It won’t be that drastic this first year but it’s coming (someone warn my kids). I am sick of toys and clutter and excess. I am disgusted with the fact that my husband and I cleaned out our kid’s toy box and found toys that had never really been played with. The thrill of my children unwrapping presents on Christmas morning seems to be forgotten by the new year. It needs to be different, and I need to be the one to do it.
I don’t go into rants with my kids about how little I had at their age or how lucky they have it. To be honest I have been the responsible party here by overdoing it with gifts in years past. Guilt does that to me. Guilt for being a crazy working parents that travel or works insane hours. Guilt for having to say ‘just put yourself to bed’ some nights because I’ve got a deadline. The guilt over not having enough as a kid myself. The heartbreak I see that children both in my own country and around the world live every day – and probably don’t even realize it. Hell, I even have really good friends that never seem to have enough for their kids.
The way I see it is if I don’t break the cycle with my own children their chances of growing up to become compassionate adults is slim. They are compassionate children but they are still children. Their gluttonous, pages-long Christmas wish lists tells me I’ve made very big mistakes along the way. This year I am making progress to fix that.

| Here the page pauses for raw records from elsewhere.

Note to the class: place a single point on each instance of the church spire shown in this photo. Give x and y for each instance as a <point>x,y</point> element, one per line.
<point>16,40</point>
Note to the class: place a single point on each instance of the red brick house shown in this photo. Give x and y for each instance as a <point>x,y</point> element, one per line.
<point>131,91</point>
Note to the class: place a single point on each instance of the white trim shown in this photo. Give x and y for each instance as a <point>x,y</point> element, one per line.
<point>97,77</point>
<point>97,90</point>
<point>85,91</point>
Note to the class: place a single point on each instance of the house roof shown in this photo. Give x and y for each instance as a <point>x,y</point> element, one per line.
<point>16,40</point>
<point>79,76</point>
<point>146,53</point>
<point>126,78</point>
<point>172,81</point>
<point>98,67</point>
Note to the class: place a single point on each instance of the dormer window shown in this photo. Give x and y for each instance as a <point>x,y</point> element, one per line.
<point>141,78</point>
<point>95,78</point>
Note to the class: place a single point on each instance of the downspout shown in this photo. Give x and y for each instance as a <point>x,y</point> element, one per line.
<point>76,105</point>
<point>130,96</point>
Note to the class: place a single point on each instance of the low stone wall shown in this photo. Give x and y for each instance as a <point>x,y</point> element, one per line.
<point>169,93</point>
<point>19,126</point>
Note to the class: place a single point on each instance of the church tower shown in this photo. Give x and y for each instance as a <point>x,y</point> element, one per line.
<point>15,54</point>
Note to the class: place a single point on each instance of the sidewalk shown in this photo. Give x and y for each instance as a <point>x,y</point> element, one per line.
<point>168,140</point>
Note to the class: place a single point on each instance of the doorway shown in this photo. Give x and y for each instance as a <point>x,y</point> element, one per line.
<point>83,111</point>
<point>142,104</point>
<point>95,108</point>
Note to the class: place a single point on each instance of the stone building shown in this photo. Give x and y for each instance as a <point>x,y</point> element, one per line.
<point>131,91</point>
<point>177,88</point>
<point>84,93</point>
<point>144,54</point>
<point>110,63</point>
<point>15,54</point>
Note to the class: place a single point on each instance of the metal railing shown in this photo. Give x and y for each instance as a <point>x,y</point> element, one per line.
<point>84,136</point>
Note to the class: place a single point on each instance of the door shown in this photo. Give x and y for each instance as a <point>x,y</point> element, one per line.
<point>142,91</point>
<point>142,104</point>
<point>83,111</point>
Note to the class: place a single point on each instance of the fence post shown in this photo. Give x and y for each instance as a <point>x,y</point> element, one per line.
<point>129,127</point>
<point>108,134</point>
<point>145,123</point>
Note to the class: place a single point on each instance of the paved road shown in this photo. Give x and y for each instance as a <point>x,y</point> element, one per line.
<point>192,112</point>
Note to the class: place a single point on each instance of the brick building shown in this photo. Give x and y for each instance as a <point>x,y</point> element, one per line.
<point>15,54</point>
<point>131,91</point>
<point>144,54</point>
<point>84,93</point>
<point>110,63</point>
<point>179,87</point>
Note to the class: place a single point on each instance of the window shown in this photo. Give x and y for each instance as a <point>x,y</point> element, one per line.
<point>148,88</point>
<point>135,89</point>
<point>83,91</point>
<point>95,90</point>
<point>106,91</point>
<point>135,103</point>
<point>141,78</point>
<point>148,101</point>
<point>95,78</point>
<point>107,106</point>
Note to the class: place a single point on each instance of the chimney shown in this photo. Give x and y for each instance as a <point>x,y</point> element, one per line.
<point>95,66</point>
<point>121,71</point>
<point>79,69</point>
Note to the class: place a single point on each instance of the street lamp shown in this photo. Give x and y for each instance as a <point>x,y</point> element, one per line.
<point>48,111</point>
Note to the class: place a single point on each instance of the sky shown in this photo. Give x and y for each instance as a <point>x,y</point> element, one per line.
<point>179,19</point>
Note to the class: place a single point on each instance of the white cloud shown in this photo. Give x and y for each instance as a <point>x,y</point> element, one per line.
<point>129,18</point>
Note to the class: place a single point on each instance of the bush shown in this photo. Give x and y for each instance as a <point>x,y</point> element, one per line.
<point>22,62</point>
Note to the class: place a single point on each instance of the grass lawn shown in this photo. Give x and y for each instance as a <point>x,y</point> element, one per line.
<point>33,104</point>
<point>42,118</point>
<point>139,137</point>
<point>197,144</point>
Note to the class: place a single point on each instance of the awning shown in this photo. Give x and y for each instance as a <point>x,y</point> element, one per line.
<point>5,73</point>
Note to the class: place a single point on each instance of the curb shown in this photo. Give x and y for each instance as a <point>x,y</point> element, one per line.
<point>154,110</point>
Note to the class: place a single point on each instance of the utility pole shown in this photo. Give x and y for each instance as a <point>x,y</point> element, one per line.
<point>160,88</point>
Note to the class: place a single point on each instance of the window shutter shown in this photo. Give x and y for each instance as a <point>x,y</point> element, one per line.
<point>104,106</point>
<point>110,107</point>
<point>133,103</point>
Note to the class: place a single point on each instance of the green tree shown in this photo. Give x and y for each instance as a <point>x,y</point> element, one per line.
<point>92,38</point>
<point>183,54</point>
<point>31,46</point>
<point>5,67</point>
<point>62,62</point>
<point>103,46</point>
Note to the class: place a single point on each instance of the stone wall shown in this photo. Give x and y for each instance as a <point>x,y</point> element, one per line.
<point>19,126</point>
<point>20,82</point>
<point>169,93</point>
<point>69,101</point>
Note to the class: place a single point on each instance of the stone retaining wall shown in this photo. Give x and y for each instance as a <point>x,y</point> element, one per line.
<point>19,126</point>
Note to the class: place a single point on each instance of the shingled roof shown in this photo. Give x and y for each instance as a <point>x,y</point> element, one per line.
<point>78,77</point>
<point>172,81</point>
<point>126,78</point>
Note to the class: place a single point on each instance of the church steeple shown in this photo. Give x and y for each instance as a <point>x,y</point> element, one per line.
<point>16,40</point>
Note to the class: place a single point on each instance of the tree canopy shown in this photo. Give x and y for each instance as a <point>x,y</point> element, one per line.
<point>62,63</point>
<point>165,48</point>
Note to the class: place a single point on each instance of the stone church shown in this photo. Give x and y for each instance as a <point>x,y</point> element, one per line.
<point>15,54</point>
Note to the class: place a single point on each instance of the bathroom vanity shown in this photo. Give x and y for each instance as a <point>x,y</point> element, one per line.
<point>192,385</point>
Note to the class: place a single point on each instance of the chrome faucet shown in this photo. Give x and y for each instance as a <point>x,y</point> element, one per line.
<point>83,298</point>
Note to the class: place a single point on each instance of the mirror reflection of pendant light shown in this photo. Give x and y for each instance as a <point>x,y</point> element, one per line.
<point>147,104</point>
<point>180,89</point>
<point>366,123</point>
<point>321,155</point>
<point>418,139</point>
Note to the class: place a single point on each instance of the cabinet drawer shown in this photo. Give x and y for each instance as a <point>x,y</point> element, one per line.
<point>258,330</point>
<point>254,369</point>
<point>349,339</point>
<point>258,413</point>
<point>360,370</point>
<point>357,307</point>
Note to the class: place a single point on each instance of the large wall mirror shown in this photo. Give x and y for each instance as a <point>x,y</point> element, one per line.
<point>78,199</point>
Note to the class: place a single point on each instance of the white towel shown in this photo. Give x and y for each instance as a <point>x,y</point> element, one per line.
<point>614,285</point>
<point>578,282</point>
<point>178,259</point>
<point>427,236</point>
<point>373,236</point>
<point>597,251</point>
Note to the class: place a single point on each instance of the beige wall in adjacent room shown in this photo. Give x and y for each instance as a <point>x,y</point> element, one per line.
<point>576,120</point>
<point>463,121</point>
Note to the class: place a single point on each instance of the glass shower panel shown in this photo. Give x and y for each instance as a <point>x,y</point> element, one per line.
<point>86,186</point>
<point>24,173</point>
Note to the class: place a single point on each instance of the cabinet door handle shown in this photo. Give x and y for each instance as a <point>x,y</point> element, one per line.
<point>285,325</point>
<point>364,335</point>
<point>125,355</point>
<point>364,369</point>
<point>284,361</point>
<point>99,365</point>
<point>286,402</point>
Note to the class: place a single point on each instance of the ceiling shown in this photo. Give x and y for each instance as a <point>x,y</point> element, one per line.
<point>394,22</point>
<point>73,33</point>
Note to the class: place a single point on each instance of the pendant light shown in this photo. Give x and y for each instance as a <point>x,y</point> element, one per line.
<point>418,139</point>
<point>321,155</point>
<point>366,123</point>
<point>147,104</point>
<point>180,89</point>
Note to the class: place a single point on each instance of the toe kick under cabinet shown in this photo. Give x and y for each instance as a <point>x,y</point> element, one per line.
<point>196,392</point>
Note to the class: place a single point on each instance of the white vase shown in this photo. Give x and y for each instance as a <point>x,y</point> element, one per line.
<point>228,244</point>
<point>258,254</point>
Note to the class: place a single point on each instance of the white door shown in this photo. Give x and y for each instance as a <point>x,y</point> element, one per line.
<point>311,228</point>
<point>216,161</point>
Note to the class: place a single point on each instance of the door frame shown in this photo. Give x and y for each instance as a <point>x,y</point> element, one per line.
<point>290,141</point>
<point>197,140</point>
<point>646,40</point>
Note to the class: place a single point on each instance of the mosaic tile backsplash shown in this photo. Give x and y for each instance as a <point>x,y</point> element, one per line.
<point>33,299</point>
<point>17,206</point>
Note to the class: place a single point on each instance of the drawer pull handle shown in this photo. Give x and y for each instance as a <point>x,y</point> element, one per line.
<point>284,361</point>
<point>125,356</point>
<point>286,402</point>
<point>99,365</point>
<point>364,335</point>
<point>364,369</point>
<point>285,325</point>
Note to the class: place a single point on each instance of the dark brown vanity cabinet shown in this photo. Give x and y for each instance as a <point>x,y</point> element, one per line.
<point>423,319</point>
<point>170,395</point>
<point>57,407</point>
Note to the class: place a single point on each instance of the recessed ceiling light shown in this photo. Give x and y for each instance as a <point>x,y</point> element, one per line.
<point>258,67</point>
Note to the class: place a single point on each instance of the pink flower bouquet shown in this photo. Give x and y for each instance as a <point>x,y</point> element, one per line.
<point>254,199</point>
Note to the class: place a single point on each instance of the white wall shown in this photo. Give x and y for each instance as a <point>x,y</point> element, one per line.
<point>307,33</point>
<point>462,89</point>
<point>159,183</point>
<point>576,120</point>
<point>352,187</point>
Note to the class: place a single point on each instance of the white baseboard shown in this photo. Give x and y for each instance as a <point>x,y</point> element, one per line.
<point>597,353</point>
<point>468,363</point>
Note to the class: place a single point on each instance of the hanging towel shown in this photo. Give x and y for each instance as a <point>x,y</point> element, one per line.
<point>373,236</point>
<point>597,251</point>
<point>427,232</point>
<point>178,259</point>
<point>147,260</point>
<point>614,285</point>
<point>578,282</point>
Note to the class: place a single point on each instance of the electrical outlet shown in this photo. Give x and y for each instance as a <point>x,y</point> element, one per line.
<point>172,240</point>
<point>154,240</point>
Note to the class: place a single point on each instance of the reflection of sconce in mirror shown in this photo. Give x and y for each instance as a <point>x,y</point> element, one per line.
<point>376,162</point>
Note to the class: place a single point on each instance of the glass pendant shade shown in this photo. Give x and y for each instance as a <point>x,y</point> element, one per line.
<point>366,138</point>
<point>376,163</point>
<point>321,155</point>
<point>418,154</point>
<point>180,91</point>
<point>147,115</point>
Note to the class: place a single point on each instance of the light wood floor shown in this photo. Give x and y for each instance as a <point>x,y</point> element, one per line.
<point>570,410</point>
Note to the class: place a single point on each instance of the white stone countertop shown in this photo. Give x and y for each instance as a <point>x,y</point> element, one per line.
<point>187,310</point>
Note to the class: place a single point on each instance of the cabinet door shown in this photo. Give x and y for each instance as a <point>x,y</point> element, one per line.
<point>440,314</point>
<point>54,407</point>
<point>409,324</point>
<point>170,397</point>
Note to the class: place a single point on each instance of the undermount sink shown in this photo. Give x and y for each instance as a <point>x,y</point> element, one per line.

I am exchanging gifts for experiences. Some (many) people I’m sure will say I am just swapping out many paper-wrapped indulgences for one large one that requires a plane ticket. Maybe. But the fact is that I had very little growing up and my husband and I can now moderately afford to provide more for our own kids. So instead of buying crappy little toys to wrap and put under the tree just to find stuffed in the couch by March, we are taking them on a vacation. To Disney World and Universal (Harry Potter to be specific). We will get to spend five days with each other, mostly uninterrupted by phone calls and technology, and we will have shared experiences together that I
hope know will be better than some dumb plastic toy. I will take lots of pictures and video and turn those into books and DVDs for them to watch and enjoy through the year (and the rest of their lives) – those will go under the tree with a very reduced number of gifts. At least I know those gifts won’t get stuffed in couch cushions.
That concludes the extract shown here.